Katherine Johnson, Dorothy Vaughan and Mary Jackson aren’t household names.
There wasn’t a chapter dedicated to them in your middle school American history books. And although these women helped shift our culture forward, they aren’t regularly celebrated as trailblazers.
Well … that was until the release of Margot Lee Shetterly’s book “Hidden Figures” and the eponymous film.
Because of the movie (which was pulled from a book of the same name) the three women are finally getting the widespread recognition they deserve.
They were known as the “computers in skirts,” and they worked behind the scenes at NASA, in the segregated West Area Computers division of Langley Research Center. Their meticulous calculations helped the United States catch up in the “space race” and send John Glenn into orbit around Earth.
1. Katherine Johnson
Johnson, a brilliant mathematician had begun working at NASA in its earliest days, beginning in the 1950s. Her mind was so trusted, in fact, that NASA says Glenn called for Johnson to check the complex trajectory calculations made by the computer before launching the Friendship 7 spacecraft in 1962.
“Get the girl, check the numbers,” Glenn said, referring to Johnson. “If she says they’re good, I’m good to go.”
Johnson, who was born and raised in West Virginia, says she’s always had an obsessive fascination with numbers.

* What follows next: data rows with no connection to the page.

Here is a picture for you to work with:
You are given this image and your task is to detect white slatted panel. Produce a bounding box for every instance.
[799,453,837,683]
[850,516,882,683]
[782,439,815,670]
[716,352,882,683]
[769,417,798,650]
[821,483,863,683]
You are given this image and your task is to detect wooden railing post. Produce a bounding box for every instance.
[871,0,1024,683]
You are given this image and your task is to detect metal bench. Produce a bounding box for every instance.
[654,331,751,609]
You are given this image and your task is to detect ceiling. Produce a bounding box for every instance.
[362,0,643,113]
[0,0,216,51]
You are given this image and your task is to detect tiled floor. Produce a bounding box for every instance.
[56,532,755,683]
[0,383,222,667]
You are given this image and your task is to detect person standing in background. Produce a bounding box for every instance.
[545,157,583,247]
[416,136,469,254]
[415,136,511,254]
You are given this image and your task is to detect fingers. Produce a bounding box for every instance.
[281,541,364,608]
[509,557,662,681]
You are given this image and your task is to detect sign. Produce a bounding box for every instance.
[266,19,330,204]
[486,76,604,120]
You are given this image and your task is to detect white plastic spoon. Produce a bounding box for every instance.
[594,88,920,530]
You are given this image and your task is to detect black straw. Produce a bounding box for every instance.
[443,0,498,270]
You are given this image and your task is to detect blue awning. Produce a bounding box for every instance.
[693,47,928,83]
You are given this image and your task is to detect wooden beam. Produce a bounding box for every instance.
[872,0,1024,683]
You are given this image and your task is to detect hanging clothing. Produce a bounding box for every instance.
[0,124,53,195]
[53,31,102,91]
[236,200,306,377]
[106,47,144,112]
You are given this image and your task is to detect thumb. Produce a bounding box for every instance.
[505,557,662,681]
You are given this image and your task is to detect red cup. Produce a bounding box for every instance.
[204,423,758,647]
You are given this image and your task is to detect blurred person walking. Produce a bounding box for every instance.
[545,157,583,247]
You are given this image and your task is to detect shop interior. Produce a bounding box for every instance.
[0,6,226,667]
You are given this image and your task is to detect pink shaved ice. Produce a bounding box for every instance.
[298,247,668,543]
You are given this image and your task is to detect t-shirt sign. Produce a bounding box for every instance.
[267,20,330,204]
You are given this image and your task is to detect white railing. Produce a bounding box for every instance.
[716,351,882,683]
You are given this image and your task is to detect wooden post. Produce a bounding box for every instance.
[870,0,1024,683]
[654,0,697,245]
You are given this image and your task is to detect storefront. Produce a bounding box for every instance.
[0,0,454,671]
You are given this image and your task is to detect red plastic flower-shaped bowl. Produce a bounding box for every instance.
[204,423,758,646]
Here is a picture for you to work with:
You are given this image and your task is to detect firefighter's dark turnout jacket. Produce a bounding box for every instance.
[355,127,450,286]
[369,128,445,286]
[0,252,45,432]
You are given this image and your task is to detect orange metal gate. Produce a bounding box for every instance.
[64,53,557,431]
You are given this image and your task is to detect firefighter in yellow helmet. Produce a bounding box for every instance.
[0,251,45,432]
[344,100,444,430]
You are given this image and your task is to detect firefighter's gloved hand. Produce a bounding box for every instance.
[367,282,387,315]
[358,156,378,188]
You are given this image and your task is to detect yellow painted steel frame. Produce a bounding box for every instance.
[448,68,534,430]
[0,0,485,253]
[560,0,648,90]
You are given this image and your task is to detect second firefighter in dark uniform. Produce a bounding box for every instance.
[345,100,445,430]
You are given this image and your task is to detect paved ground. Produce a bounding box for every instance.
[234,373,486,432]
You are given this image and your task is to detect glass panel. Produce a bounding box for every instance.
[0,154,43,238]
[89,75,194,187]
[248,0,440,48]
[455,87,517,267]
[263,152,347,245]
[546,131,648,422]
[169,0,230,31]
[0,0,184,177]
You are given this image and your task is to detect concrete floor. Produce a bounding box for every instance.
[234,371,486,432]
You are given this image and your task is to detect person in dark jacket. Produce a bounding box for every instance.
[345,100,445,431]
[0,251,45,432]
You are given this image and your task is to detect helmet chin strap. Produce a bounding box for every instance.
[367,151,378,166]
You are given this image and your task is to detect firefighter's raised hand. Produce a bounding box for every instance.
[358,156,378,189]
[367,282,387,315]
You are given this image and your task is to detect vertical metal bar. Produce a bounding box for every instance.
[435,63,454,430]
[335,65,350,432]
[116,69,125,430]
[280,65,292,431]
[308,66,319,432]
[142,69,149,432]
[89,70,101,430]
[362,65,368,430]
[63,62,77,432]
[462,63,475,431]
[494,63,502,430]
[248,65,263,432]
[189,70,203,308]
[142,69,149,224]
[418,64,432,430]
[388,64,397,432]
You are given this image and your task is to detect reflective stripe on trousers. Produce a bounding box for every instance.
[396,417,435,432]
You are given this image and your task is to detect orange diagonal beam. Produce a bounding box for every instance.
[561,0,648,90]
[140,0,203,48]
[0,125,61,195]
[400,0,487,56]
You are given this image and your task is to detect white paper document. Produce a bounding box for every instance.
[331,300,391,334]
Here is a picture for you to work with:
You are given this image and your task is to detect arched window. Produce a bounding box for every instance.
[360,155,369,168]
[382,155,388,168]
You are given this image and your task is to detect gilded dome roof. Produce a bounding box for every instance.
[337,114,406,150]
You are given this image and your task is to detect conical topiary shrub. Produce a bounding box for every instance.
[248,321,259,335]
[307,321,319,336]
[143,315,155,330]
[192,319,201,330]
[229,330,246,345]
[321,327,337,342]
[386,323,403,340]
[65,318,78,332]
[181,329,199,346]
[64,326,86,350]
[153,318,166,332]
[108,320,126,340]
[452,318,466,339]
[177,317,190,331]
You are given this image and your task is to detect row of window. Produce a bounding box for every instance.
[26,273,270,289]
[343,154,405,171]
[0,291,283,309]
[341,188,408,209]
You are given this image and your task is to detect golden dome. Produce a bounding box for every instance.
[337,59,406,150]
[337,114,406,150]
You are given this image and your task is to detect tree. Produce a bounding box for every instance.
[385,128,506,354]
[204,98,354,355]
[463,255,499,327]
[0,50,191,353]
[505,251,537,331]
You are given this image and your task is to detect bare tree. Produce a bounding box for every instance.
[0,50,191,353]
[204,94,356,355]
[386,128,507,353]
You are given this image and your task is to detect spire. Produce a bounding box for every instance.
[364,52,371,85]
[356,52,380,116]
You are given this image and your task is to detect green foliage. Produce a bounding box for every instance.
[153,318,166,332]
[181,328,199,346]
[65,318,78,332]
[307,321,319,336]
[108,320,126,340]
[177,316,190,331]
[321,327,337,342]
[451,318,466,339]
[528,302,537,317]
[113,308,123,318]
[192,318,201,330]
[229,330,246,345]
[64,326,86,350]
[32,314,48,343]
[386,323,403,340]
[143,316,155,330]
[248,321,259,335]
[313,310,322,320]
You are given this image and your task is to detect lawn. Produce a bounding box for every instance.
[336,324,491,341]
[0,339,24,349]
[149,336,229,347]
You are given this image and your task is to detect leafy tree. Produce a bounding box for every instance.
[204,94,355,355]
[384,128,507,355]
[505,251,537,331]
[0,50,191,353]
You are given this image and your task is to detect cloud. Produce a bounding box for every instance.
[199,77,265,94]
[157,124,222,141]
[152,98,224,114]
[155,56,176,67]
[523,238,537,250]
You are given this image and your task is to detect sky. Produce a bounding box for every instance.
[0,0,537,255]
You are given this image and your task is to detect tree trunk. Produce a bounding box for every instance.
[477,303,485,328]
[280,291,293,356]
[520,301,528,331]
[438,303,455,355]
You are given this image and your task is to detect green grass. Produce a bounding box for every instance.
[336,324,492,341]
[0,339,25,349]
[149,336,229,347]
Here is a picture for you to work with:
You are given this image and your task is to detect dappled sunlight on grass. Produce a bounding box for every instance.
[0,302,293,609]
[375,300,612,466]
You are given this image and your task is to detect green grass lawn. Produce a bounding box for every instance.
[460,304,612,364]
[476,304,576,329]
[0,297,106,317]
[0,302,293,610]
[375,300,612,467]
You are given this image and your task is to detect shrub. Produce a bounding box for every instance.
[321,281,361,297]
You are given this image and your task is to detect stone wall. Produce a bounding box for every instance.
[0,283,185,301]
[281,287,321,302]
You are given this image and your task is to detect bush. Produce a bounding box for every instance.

“I counted everything. I counted the steps to the road, the steps up to church, the number of dishes and silverware I washed … anything that could be counted, I did.”
While many of her classmates were unable to complete their educations because of needing to help their families, Johnson sped through school thanks to her incredible gift. She was ready to enter high school by the age of 10, and her father moved the family in order to make sure his daughter met her full potential.
She graduated from West Virginia State College at 18 and began working as a teacher. In 1953, she found work at NASA’s predecessor, the National Advisory Committee for Aeronautics, which had begun hiring Black women during World War II. The agency was so impressed by the women’s skills, it continued to do so after the war.
Eventually, Johnson was able to put her incredible mind to work for NASA at the Langley Research Center’s Guidance and Navigation Department. She went on to work on the Redstone, Mercury, and Apollo space programs; calculating the trajectory for Alan Shepard, the first American in space, and Glenn’s historic orbit. She continued to work at NASA until 1986 and was awarded the Presidential Medal of Freedom from President Barack Obama in 2015.
2. Dorothy Vaughan

Dorothy Vaughan paved the way for minorities, including Johnson, by becoming NASA’s first Black manager.
Dorothy was born in 1910 in Kansas City, Missouri. She excelled in school and graduated from Wilberforce University in Ohio in 1926.
She left her position as a teacher during World War II to work at Langley, in what she believed would be a temporary position. However, she stayed on after the war and was asked to lead the West Area Computing Unit after Jim Crow laws required segregation of the Black women from their white counterparts.
Vaughan headed the division for 9 years, from 1949 until 1958. She continued to use her incredible skills in an integrated computer division and became an expert programmer, contributing to the Scout Launch Vehicle Program before retiring in 1971. She died in 2008.
3. Mary Jackson
Mary Jackson was NASA’s first Black female engineer.
Born in Virginia in 1921, Mary was another extraordinary scientist who worked closely with Johnson and Vaughan. Like them, she joined Langley after working as a teacher.
In the 1950s, she experimented with processing data from wind tunnels and flights. Eventually, she joined a training program that would allow her to earn a promotion from mathematician to engineer, which required taking classes at the University of Virginia in addition to her work. In 1958, she became NASA’s first Black female engineer.
After 34 years, Jackson took a job in NASA’s Equal Opportunity office, making changes to benefit female workers until her retirement in 1985. She died in 2005.
The recently released movie based on these remarkable women’s lives has garnered three Oscar nominations, one SAG Award for best cast in a motion picture, two weeks on top of the box office, and over $80 million in gross ticket sales so far.